Nvidia's Moment: The Most Important Stock on Planet Earth, Says Goldman Sachs

by Hubert Marleau, Market Economist, Palos Management

February 24, 2024

The Wednesday release of the January FOMC minutes was not on the top of my mind because I was pretty sure that the policymakers were not about to offer bond traders new clues as to where they stood on a rate-cut timeline. They confirmed that they may not begin cutting rates as soon or as much as previously believed, contemplating the risk of easing too early. Yet there were no signs that they may raise interest rates. On the contrary, many officials believe that the time has come to have a discussion about relaxing the stance of quantitative tightening.

The main occurrence of the week was Nvidia’s quarterly results. It’s not only part of the earnings calendar, but truly a macroeconomic event. Indeed, all eyes turned on Nvidia, for it has the earmarks of a buying climax due to an AI frenzy.

Stock operators were focussed on whether earnings were going to be supportive of Nvidia’s valuation and justify its blistering performance of the past, because it has become the favourite holding of the hedge fund industry, the most traded stock by value and the main reason for the rise in the broad benchmark. Indeed, its performance has been so spectacular that it has overtaken the market capitalization of Amazon and Alphabet to become the 3rd most valuable company on Wall Street and fourth in the world, just behind Aramco.

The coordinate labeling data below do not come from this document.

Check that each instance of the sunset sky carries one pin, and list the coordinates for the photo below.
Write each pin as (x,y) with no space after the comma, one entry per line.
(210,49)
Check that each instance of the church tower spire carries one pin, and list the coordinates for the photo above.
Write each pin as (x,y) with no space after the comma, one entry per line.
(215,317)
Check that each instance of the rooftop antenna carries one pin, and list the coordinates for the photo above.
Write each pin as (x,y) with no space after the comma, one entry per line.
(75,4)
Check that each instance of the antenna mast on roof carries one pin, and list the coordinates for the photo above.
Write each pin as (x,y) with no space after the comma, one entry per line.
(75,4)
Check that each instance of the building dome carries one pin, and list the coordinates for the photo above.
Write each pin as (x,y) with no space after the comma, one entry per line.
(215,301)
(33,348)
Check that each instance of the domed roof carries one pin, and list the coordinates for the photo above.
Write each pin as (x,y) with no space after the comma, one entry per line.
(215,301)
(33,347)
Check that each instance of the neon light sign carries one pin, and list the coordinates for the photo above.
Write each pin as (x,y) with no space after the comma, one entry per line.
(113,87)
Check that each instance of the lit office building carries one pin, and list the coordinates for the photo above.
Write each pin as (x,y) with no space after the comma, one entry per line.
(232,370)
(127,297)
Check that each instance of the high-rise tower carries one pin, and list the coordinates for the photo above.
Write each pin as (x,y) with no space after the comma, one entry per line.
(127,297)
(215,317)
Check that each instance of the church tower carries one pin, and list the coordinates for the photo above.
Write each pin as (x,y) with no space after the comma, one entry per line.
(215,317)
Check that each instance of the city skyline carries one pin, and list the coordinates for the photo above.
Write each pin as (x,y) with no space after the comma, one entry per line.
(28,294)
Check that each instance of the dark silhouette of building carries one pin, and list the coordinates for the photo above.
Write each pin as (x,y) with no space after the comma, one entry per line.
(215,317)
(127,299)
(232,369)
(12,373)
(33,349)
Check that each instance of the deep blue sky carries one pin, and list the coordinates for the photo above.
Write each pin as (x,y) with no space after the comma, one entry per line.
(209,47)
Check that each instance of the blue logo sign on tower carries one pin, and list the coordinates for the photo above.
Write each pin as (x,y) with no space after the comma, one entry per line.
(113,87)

The stock market believed that if Nvidia somehow managed to clear a very high bar, the release would likely propel the S&P to a new pinnacle. It did on Thursday, when the S&P 500 closed at 5087 - a new all-time high.

On this question, opinions were divided as option traders piled into both put and call options, suggesting that the price for NVDA could swing as much as 10% in either direction. After the bell Wednesday, the stock price popped 12% in the after-market because the company, once again, had surpassed expectations by a handsome margin. It not only showed no signs of letting up, giving guidance ahead of consensus, clearing what could have been an event risk and, in turn, forcing traders who were short to cover and those who were long to ride the wave longer. The party may not be over, either.  Some optimistic options traders are betting on the stock reaching $1300, which would be almost double its current price. Ben Reitzes, an analyst with Melissa Research, is projecting Nvidia’s revenue to grow 77% in the fiscal year ending January 2025 to $108 billion, raising his target price to $1000.

While I was exalted with the earning results, as an economist, I was more focussed on total sales, because they are the clearest near-term and long-term leading indicator of whether the ongoing plans by companies to enhance productivity and efficiencies have legs. Nvidia has around a 80% market share in graphics processing units or GPUs used for AI - chips that accelerate servers - which are a must-have for AI applications. These are steadily creeping into software and services because one of the many things AI can do is chomp through vast oceans of data to figure out new ways to raise productivity. All servers will need to be accelerated to streamline decision making, boost efficiency and stay ahead of the curve to remain competitive. This is already happening in healthcare, robotics and applications, transforming the way people interact with computers and do their job. A whole new industry is being formed because this new  application space is becoming ubiquitous. The total addressable market for AI accelerators, including memory, will reach $400 billion by 2027 - up from $140 billion in 2024.

In this connection, Nvidia's total revenue totaled $22.1 billion in the January 2024 quarter, up 22% from the previous one and 266% from a year ago. Meanwhile, the CFO predicted another massive sales gain in the forthcoming April quarter, thanks to insatiable demand for its artificial intelligence accelerators. Big tech companies are pouring cash into AI at a breakneck pace, kicking off a new wave of investment worth trillions of dollars, which Jasen Huanf, CEO of Nvidia, believes will double the amount of data centres in the next 5 years. He added: “Accelerated computing and generative AI have hit a tipping point: demand is surging across companies, industries and nations.”

This can only mean that recent productivity trends will continue in a sustainable fashion.  We’ve been on this kick for two years now and are not about to change our mind on this one issue -  not with these kinds of results. It's all about productivity and we are getting it right - right now.

P.S.  I’m on a cruise ship until March 22. There will be fewer letters (unedited plus short and sweet.)